Thank you for that suggestion. 

I'll freely admit that my understanding of this (and other) part(s) of
the code is very limited, and that you and others with an intimate
knowledge of the code probably can get much more relevant information
out of a profiler dump than I can.

So I would like to encourage you and Mike and anynone else to look at
Derby's performance. Do your own comparison with other databases using
the vm you prefer. Let us know what the results were. If performance
isn't a problem let me, and everone else that seems to think so, know
what we're doing wrong. And if it turns out that performance could be
better; do your own profiling. Propose some intelligent changes based
on what you see. Maybe I or someone else can implement it based on
your guidelines?

-- 
dt

Re: ArrayInputStream and performance

Posted by Daniel John Debrunner <dj...@apache.org>.
Dyre.Tjeldvoll@Sun.COM wrote:
> Mike Matrigali <mi...@sbcglobal.net> writes:
> 
> 
>> It would be fine to use an unchecked and/or an ASSERT based check for
>>  readFieldLengthAndSetStreamPosition.  The "store" module owns this
>> access and is not counting on limit checks to catch anything here.
> 
> Another question:
> 
> All observed calls to setLimit (single tuple select load) come from the same
> method: StoredPage.readRecordFromArray(...) 
> (setLimit is also called from readRecordFromStream() but this does not
> seem to happen with this type of load)
> 
> And the argument to setLimit()is always the local variable fieldDataLength
> which is the return value from
> StoredFieldHeader.readLengthAndSetStreamPosition().
> 
> So if readLengthAndSetStreamPosition() can update the position without
> checking, presumably the return value from this method can be trusted
> as well? Is it then necessary to check this value again in setLimit(),
> or could we have used an unchecked version of setLimit here?

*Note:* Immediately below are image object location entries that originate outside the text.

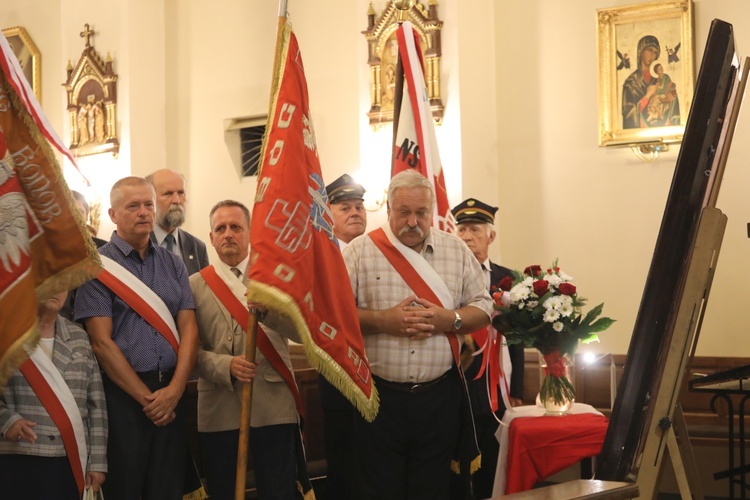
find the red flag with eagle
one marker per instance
(45, 247)
(295, 265)
(415, 145)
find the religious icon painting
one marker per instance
(646, 78)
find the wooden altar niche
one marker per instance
(679, 278)
(382, 50)
(92, 102)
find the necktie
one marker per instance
(170, 242)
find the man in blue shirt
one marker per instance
(146, 370)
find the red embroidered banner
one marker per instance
(44, 245)
(295, 266)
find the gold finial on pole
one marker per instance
(403, 6)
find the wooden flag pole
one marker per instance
(247, 403)
(251, 342)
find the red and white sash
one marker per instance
(54, 394)
(231, 293)
(140, 298)
(418, 274)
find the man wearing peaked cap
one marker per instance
(349, 221)
(347, 204)
(475, 226)
(473, 210)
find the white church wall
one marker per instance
(187, 67)
(599, 209)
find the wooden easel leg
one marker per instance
(676, 460)
(686, 452)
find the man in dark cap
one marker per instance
(475, 226)
(347, 204)
(349, 221)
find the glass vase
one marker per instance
(556, 393)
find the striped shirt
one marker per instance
(73, 357)
(377, 286)
(142, 345)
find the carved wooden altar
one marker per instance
(92, 102)
(382, 48)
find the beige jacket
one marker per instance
(219, 398)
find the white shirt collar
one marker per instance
(161, 234)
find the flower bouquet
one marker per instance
(543, 311)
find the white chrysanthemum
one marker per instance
(553, 279)
(519, 293)
(553, 303)
(550, 316)
(566, 308)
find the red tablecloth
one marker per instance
(541, 446)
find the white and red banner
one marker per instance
(54, 394)
(296, 266)
(415, 145)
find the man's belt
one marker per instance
(408, 386)
(156, 376)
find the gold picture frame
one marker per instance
(645, 100)
(28, 55)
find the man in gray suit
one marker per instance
(171, 199)
(221, 311)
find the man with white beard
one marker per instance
(170, 215)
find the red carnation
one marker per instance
(506, 284)
(534, 270)
(541, 287)
(567, 289)
(555, 364)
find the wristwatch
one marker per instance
(457, 322)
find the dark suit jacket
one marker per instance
(193, 251)
(477, 388)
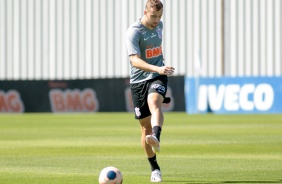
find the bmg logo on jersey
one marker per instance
(153, 52)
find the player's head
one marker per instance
(153, 12)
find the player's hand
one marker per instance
(165, 70)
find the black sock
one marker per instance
(157, 132)
(154, 163)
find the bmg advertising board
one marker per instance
(227, 95)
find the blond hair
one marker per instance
(155, 4)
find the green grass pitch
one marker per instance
(73, 148)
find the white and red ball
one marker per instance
(110, 175)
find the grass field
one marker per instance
(73, 148)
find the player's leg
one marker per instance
(156, 94)
(146, 129)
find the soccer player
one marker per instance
(148, 79)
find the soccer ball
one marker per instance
(110, 175)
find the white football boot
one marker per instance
(156, 176)
(153, 142)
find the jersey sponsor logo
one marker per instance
(159, 31)
(74, 100)
(153, 52)
(11, 102)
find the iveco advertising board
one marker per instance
(233, 95)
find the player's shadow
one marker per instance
(222, 182)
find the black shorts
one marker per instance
(140, 93)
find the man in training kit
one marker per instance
(148, 79)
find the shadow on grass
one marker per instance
(221, 182)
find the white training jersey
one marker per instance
(148, 44)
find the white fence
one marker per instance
(69, 39)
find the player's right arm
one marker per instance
(137, 62)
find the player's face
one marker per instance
(153, 17)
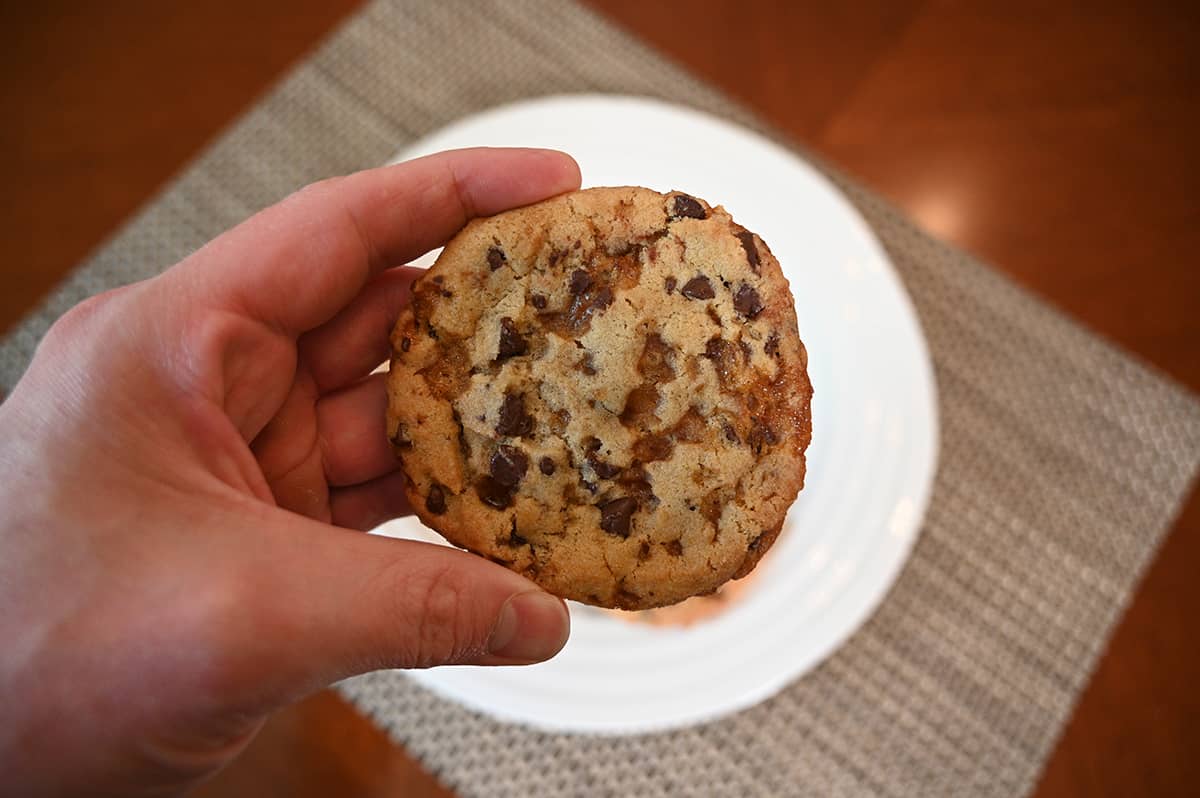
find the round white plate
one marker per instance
(869, 468)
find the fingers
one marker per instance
(353, 432)
(357, 340)
(340, 604)
(369, 504)
(289, 454)
(298, 263)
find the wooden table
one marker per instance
(1056, 141)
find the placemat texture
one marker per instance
(1062, 460)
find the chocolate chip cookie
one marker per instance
(606, 393)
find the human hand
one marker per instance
(183, 465)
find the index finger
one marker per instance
(295, 264)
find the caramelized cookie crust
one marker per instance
(606, 393)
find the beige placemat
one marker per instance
(1063, 461)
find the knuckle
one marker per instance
(81, 318)
(442, 623)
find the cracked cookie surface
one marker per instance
(606, 393)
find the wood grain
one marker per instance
(1056, 141)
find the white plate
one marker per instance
(869, 468)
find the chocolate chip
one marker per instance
(511, 342)
(685, 207)
(697, 288)
(751, 249)
(496, 258)
(436, 501)
(616, 515)
(492, 493)
(580, 282)
(401, 439)
(747, 301)
(509, 466)
(514, 420)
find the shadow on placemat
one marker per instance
(1035, 537)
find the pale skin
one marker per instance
(186, 466)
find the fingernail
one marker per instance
(533, 627)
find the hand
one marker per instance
(183, 466)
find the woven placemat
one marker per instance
(1062, 461)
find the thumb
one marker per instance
(345, 603)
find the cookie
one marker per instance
(606, 393)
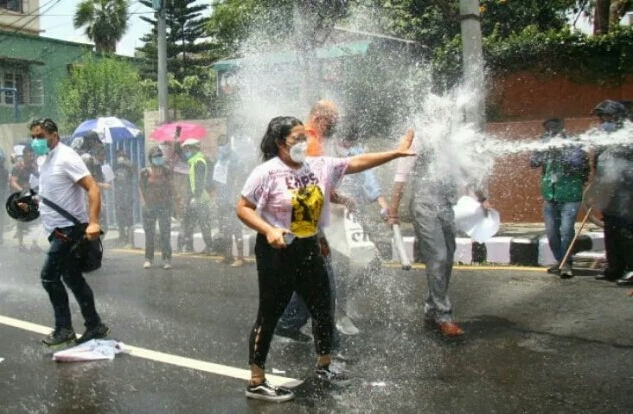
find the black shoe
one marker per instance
(626, 280)
(97, 332)
(294, 334)
(267, 392)
(609, 275)
(345, 358)
(331, 376)
(566, 272)
(60, 336)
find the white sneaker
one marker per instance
(345, 326)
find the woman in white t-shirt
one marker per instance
(286, 200)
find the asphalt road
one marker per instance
(533, 344)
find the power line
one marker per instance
(31, 19)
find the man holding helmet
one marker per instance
(197, 209)
(63, 180)
(612, 194)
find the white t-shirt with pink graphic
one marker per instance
(298, 200)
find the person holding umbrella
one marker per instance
(197, 202)
(156, 195)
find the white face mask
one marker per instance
(298, 152)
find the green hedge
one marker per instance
(586, 59)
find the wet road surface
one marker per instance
(533, 344)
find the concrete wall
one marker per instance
(523, 96)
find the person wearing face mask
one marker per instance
(65, 180)
(612, 194)
(286, 200)
(156, 196)
(565, 173)
(320, 127)
(123, 192)
(197, 200)
(227, 176)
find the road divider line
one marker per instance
(148, 354)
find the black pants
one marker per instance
(618, 240)
(300, 267)
(60, 266)
(162, 214)
(197, 214)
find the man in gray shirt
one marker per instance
(64, 178)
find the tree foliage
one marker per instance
(189, 55)
(104, 22)
(100, 86)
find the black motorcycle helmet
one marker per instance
(611, 108)
(19, 214)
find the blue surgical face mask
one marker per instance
(40, 146)
(608, 126)
(223, 150)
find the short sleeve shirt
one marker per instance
(59, 174)
(295, 199)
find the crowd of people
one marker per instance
(287, 199)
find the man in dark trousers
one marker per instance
(64, 179)
(612, 193)
(197, 205)
(565, 173)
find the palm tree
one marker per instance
(104, 22)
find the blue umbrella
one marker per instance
(110, 129)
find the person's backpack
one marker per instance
(209, 185)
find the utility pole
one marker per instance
(16, 110)
(161, 35)
(473, 60)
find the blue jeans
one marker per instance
(60, 266)
(560, 218)
(162, 214)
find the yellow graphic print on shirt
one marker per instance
(307, 203)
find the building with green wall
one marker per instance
(34, 66)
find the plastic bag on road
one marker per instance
(93, 350)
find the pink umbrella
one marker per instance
(167, 132)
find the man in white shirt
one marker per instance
(63, 179)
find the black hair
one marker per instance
(278, 130)
(223, 138)
(155, 151)
(46, 123)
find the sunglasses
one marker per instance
(46, 123)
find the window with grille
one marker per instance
(29, 89)
(13, 5)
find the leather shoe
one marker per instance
(609, 275)
(626, 280)
(448, 329)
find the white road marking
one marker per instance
(176, 360)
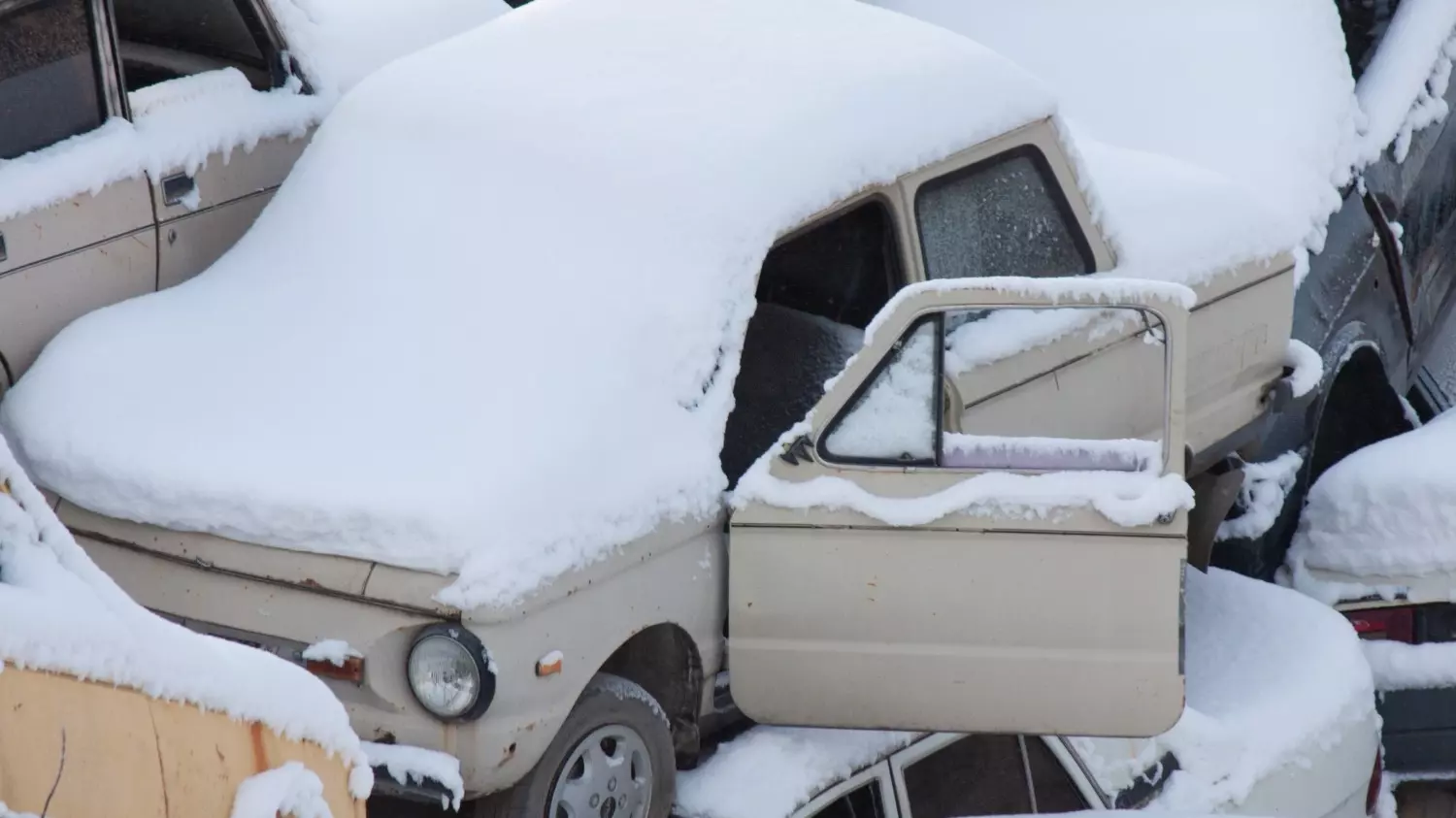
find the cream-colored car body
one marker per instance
(1068, 596)
(136, 235)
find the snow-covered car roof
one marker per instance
(1190, 116)
(180, 122)
(63, 614)
(1382, 514)
(480, 328)
(1273, 678)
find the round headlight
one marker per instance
(448, 672)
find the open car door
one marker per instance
(981, 526)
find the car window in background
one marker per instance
(49, 83)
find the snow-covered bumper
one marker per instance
(495, 750)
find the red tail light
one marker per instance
(1373, 792)
(1397, 625)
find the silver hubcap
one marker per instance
(608, 774)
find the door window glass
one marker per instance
(163, 40)
(1001, 217)
(1051, 782)
(815, 294)
(987, 390)
(49, 84)
(894, 418)
(977, 774)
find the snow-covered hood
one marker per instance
(1274, 681)
(60, 613)
(491, 322)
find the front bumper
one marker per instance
(495, 750)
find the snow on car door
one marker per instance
(75, 233)
(981, 524)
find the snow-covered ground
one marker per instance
(1274, 683)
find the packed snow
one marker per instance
(1388, 509)
(1241, 157)
(334, 651)
(1398, 666)
(404, 405)
(1309, 367)
(181, 121)
(1401, 89)
(1261, 498)
(287, 791)
(1273, 678)
(64, 614)
(771, 771)
(415, 765)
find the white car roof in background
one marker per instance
(477, 331)
(180, 122)
(1273, 677)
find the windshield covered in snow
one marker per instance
(999, 217)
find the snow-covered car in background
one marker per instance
(1280, 722)
(143, 137)
(1377, 540)
(491, 460)
(107, 709)
(1327, 113)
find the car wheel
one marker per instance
(612, 759)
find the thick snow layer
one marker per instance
(1273, 677)
(1251, 134)
(414, 765)
(547, 376)
(291, 789)
(1401, 89)
(769, 771)
(1309, 367)
(181, 121)
(64, 614)
(1385, 509)
(1398, 666)
(332, 651)
(1266, 488)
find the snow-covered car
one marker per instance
(107, 709)
(143, 137)
(491, 460)
(1280, 722)
(1377, 540)
(1330, 113)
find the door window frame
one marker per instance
(876, 774)
(937, 317)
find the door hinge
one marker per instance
(801, 448)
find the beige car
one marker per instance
(143, 229)
(943, 539)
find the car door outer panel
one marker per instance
(69, 259)
(990, 622)
(229, 192)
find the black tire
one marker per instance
(609, 701)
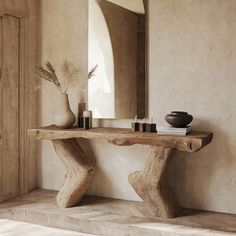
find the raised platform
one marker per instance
(111, 217)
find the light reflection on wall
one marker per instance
(101, 86)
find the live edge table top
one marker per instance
(192, 142)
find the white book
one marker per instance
(169, 130)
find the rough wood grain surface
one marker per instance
(18, 105)
(79, 172)
(125, 137)
(151, 183)
(10, 107)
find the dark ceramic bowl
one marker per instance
(179, 119)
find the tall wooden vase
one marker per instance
(63, 116)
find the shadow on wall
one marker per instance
(192, 178)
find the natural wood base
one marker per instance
(79, 171)
(151, 183)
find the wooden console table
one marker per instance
(150, 183)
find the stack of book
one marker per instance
(170, 130)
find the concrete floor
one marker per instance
(112, 217)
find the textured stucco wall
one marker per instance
(64, 37)
(192, 58)
(192, 67)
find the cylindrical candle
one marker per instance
(88, 114)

I'm worried by this approach of removing checking of the limit or the 
position, it's much like saying we don't needs bounds checking on arrays 
because I know my code is correct.

The current code provides some protection from a software bug, corrupted 
page or hacked page. Removing those checks may lead to hard to detect 
bugs where a position and/or limit is calculated incorrectly and 
subsequently leads to corrupted data or random exceptions being thrown.

My feeling is that the integrity of the store and the code is better 
served by keeping these checks.

I also think we need more performance numbers to justify such a change, 
a single set of runs from a single vm does not justify it. I will run 
numbers on linux with a number of vm's when I get the chance.

Also often in these cases it is better to try and optimize at a higher 
level, rather than try to optimize at the lowest level (especially when 
removing such checks). In this case see if the number of calls to 
setLimit() or setPosition() could be reduced rather than 
micro-optimizing these methods by changing their core functionality.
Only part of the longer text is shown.